There have been leaked (intentionally by Disney, or by an employee who cannot contain their enthusiasm/greed) from the new Star Wars workshops. Here's my favorite:
That is a life sized Millennium Falcon cockpit. Here's a shot of the rest of the construction to give a better idea of scale:
What this means is, they're building the ship as a physical object, not as a 3D computer environment. Apparently, Disney heeded the numerous complaints from fans that the CGI was massively overused/overdone in the three prequels, and is going back to the roots of the franchise. And clearly, they're putting real money into it, as something of this size is surely expensive. Especially if (as it appears to be) this is going to be used as a backdrop as well as a shooting location.
As I said to my friend who linked this, this is exactly why I was pleased when I heard that Disney bought the rights from Lucas.
5 comments:
If Disney follows their usual model, they'll spin off several individual movies based around smaller characters who appeal to niche markets.
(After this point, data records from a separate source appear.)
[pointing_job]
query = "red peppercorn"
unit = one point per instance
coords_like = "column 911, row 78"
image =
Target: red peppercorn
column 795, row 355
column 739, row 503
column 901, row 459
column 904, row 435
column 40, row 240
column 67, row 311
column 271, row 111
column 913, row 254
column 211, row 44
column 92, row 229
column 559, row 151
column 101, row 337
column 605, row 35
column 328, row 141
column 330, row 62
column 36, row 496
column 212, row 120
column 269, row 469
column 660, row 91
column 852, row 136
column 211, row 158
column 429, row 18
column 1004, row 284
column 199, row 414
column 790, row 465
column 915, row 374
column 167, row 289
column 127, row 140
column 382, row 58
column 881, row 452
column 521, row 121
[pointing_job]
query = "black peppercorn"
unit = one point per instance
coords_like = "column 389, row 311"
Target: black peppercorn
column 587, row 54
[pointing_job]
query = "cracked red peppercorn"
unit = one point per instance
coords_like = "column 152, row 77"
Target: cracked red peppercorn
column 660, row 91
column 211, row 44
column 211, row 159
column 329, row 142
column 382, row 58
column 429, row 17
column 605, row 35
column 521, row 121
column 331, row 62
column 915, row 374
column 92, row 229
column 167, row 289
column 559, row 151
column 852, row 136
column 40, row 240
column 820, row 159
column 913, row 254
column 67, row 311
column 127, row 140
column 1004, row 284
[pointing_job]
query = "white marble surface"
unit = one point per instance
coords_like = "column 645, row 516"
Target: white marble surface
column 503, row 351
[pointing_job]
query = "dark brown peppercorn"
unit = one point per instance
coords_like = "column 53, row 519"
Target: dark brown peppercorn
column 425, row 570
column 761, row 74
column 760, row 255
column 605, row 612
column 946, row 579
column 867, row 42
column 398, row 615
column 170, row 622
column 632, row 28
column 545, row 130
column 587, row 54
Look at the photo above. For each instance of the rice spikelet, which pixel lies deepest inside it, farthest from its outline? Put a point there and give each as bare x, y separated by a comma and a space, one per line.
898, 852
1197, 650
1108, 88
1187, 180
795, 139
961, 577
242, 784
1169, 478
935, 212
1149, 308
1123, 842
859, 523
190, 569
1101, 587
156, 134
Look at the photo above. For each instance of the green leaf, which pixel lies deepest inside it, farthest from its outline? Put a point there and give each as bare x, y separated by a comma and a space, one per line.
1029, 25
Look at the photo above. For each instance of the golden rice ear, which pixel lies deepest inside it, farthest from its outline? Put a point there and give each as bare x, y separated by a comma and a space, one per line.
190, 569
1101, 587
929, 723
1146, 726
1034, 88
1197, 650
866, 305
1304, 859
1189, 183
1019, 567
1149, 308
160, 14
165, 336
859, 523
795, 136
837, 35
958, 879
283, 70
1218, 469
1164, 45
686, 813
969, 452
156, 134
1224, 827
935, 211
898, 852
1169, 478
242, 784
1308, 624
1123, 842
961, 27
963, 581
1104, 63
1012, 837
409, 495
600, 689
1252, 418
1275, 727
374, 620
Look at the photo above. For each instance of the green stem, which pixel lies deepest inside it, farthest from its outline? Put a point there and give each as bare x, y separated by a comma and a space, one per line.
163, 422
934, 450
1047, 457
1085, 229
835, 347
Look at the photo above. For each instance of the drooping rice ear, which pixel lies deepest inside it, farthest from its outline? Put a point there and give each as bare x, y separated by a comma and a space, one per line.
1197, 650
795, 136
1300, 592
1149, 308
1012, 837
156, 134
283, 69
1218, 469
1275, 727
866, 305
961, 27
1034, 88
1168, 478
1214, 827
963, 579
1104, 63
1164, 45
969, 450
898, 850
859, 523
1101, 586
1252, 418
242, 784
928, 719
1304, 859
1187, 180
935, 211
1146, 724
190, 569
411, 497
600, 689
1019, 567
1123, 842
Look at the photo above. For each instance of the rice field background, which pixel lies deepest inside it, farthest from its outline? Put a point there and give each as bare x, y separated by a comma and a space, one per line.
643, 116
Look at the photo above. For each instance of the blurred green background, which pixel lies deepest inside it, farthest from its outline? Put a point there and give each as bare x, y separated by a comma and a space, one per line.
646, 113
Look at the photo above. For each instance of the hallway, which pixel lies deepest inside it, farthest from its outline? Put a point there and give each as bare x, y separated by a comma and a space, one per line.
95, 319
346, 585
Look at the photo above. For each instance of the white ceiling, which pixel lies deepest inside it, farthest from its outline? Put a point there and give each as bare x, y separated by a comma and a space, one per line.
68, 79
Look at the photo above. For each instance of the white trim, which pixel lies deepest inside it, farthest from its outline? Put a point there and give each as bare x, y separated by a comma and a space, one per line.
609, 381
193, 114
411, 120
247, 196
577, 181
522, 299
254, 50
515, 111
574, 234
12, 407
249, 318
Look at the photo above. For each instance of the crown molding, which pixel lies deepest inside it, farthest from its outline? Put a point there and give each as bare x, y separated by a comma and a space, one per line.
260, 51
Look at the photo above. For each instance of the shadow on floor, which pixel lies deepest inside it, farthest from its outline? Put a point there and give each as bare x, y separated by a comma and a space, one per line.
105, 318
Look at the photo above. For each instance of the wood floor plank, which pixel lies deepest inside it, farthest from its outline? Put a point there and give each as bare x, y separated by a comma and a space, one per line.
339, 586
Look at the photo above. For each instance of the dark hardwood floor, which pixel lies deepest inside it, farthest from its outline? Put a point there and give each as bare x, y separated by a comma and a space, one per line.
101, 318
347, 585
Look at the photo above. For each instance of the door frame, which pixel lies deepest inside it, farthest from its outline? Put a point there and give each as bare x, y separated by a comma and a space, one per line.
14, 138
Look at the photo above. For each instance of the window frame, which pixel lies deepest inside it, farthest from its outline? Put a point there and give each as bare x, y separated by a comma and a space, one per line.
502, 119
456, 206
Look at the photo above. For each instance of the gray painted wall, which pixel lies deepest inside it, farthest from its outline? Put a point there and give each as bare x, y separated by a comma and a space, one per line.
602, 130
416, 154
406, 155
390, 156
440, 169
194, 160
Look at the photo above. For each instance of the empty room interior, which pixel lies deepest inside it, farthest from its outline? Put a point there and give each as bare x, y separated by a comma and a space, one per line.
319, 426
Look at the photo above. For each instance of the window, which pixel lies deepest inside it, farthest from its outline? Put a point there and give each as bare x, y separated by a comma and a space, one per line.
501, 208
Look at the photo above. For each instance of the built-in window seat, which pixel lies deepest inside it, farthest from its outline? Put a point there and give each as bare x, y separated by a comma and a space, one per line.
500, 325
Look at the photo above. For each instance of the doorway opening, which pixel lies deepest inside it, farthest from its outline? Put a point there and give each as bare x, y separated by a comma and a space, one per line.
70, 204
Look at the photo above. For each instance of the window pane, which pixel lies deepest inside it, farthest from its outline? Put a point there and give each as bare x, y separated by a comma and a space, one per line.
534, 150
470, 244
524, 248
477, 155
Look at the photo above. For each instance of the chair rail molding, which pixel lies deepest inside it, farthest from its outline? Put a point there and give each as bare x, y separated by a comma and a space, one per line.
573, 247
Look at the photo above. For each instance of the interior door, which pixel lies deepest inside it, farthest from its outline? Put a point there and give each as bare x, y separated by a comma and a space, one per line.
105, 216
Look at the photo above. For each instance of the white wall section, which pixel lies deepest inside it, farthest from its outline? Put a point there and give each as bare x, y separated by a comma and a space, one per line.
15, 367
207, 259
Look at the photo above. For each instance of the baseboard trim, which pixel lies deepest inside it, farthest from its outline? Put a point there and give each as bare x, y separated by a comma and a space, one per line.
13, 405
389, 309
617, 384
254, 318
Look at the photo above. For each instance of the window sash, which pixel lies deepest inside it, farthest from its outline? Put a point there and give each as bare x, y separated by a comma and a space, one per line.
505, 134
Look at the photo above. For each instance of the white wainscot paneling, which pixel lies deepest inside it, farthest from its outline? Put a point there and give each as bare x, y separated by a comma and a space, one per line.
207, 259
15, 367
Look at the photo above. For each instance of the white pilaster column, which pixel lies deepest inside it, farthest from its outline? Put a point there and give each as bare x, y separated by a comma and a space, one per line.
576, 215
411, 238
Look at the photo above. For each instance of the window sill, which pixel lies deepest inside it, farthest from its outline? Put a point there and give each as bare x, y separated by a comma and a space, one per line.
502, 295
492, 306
How many of these characters involve the Falcon at some point in their careers?
It's a wise investment, really.
CGI is too clean. There's not enough dust and pits.
The worst is the White privilege of CGI's whiteness.
CGI isn't too 'clean'. It's too orderly. Simplify the idea- if you sketch a grid of lines, and your lines aren't straight or perfectly spaced, but there's the essence of a grid- where do I say there's an error? There isn't a specific error, though there are systematic errors. Now draw a perfectly straight grid of lines at perfect orthagonality, except one line is off by some miniscule amount. That single minor error looks like a huge sore thumb. CGI, as it has a need to reproduce complex thing in a simplified form, but still have them look complex sells it out to out keen ability to pattern-read.
Order is white, hence a white man's privilege.